Cloud infrastructure can be provisioned and managed from anywhere in the world. Hosting providers can deliver resources that are traditionally bound to physical hardware, virtually—via the internet.
This offers smaller businesses access to high-performance software at the fraction of what it would traditionally cost.
While the added benefits of scalability, agile development, and flexibility would make it seem like an overall upgrade from a traditional, physical system. It does come with its share of vulnerabilities—mainly due to its reliance on connectivity.
Cloud infrastructure has gained a lot of popularity and you could say it is more widely used than traditional infrastructure. This escalates the need to improve cybersecurity for critical infrastructure now more than ever before.
Create an effective business continuity plan
From global surveys conducted between 2014-2019, and data gathered from over 1000 companies, it was calculated that an hour of downtime would cost companies roughly $300k each.
If anything, these statistics emphasise the need for businesses of any scale to create effective continuity plans and introduce improved critical infrastructure for cybersecurity.
A business continuity plan is a set of procedures, planned out in advance to bring your website or applications back online if a cyber attack does occur.
The main focus of this plan is to keep your business up and running during a major incident. Disaster recovery plans, such as maintaining replicated servers both at on and off-site locations, on the other hand, focus on bringing your website or applications up after a major incident.
Introduce a vulnerability remediation strategy and improve cybersecurity for critical infrastructure
Vulnerability remediation is a crucial step in the vulnerability management process. Its scope includes the actual measures taken to eliminate threats.
By introducing a vulnerability remediation strategy and best practices across your business, you can reduce the vulnerabilities that hackers can leverage.
1. Understand your current infrastructure
Create a map or flowchart which includes all the hardware, software, cloud computing, running and dormant applications, services, and systems your organisation uses.
2. Have the right scanning tools
Select a scanning tool that can scan continuously, observe internal and external processes, and choose authenticated software for internal scans.
3. Create a prioritisation system
Determine which vulnerabilities need to be addressed first. You can base this on how valuable the asset is, the level of expertise a hacker would need to access it, would a hacker be able to leverage it, and whether you have the capability to remedy it.

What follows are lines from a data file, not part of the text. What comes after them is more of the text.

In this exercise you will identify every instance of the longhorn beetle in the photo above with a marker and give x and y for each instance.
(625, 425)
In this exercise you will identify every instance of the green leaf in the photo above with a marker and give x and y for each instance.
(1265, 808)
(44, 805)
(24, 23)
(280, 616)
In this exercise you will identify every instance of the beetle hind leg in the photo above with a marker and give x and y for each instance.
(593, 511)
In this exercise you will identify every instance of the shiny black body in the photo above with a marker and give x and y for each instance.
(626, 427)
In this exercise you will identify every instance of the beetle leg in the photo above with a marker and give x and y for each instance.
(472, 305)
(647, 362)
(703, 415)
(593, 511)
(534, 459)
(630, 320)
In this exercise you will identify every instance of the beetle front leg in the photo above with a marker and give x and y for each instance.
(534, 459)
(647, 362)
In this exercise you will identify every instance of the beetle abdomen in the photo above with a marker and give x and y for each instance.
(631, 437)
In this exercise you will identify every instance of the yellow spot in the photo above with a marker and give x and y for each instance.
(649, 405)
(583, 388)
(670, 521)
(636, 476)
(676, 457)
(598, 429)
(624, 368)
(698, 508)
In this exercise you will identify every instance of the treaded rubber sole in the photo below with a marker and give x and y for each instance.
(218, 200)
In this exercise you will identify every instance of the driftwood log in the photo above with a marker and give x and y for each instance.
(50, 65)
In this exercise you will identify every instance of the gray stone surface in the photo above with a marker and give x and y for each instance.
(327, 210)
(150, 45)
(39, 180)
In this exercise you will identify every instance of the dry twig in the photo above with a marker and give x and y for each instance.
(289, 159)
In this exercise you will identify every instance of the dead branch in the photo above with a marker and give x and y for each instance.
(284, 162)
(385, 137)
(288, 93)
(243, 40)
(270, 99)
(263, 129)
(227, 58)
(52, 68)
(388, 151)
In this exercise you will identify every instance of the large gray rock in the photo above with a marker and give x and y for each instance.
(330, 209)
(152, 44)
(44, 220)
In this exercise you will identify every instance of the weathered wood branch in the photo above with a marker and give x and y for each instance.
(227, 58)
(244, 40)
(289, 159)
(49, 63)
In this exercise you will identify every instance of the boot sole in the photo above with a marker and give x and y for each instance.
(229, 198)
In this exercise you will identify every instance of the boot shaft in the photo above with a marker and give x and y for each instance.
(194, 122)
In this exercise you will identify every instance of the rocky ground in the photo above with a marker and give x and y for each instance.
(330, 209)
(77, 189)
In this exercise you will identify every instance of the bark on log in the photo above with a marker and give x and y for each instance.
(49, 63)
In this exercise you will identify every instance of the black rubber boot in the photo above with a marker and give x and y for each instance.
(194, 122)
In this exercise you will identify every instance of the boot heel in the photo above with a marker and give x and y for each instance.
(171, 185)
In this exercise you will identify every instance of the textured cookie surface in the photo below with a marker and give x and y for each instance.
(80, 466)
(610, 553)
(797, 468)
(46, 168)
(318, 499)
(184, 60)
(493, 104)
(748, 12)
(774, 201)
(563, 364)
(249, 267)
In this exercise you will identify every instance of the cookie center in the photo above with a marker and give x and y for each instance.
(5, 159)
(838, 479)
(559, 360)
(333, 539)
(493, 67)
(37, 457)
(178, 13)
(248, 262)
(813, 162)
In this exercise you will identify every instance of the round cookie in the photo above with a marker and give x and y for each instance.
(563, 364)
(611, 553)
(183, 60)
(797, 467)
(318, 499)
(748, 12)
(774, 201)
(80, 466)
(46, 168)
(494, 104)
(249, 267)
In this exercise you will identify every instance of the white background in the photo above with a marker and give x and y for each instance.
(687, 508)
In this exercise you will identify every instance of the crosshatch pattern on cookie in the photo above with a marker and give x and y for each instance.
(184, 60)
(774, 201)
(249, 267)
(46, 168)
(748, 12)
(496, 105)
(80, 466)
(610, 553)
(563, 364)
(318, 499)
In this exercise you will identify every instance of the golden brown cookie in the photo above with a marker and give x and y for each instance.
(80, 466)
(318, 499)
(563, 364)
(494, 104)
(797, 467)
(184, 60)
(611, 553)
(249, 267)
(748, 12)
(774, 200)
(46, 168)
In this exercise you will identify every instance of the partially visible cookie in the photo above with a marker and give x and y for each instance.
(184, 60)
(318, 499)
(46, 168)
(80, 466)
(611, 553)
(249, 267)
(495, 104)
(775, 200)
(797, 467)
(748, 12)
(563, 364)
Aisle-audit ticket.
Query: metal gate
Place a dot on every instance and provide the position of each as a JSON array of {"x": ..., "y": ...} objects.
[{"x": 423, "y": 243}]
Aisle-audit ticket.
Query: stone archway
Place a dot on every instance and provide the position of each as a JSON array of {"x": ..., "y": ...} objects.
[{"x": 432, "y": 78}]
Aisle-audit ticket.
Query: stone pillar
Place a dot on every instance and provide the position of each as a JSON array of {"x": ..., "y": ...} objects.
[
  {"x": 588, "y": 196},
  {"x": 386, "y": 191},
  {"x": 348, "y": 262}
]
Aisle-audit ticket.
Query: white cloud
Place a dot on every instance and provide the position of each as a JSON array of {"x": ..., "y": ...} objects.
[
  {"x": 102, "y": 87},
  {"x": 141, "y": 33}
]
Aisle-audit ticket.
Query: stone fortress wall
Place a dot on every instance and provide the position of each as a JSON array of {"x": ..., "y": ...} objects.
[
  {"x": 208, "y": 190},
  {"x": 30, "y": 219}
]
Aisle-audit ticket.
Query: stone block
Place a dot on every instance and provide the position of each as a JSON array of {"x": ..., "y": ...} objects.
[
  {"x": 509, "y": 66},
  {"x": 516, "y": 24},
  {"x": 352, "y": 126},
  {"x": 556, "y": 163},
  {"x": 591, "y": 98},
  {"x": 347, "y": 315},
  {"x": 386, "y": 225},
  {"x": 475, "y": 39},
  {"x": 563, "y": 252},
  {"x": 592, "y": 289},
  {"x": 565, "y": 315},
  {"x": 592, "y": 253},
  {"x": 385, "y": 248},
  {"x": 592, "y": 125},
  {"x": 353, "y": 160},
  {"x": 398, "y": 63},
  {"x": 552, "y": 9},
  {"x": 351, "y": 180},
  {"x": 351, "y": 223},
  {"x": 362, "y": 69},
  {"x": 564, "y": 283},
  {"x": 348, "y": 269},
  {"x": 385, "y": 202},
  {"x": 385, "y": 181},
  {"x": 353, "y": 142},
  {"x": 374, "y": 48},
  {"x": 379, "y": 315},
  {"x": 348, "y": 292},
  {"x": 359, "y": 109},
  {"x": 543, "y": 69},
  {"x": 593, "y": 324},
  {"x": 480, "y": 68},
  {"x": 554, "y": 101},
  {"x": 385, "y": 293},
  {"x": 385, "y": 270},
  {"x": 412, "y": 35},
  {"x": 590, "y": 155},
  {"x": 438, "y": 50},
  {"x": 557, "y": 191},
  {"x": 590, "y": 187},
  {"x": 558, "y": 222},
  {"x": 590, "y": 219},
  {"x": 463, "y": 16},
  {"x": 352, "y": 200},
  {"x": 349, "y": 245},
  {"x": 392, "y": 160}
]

4. Get your whole team involved
Historical data indicates that 90% of cyber attacks are a direct result of employee behaviour. Not purposeful actions, but mistakes, negligence, and ignorance about safe cyber practices.
It is important to educate all your employees—not just the IT staff—about cybersecurity hygiene, practices, and techniques.
Create better critical infrastructure for cybersecurity by understanding your adversaries
As a cybersecurity analyst, it is important to understand that organised crime and state-level players are increasingly involved in cyber attacks. They do not look at your organisation as a competitor would.
They will see value in your digital assets in a way that neither you nor any other legitimate competitor would. Examples of this would range from the hacker using your resources to mine cryptocurrency or creating a botnet that attacks other organisations.
In the current landscape, it is important to look at your network or system vulnerabilities from their perspective.
Computers and internet-enabled devices have access to many things outside the digital world. This could mean that in the future we will see a rise in attacks on power generation systems, hard machinery, and hard assets.
As we proceed towards complete connectivity it would be wise to keep a few protective measures and air gaps in between our critical infrastructure and the internet at large.
Face a future of new threats by improving cybersecurity for critical infrastructure
Predicting cyber attacks will get easier as technology advances. The threats, however, will also get more sophisticated.
Cybersecurity is a game of cat and mouse, and being the cat should be our objective. Improve the critical infrastructure for cybersecurity in your organisation and take a step towards an offensive defence against cyber threats.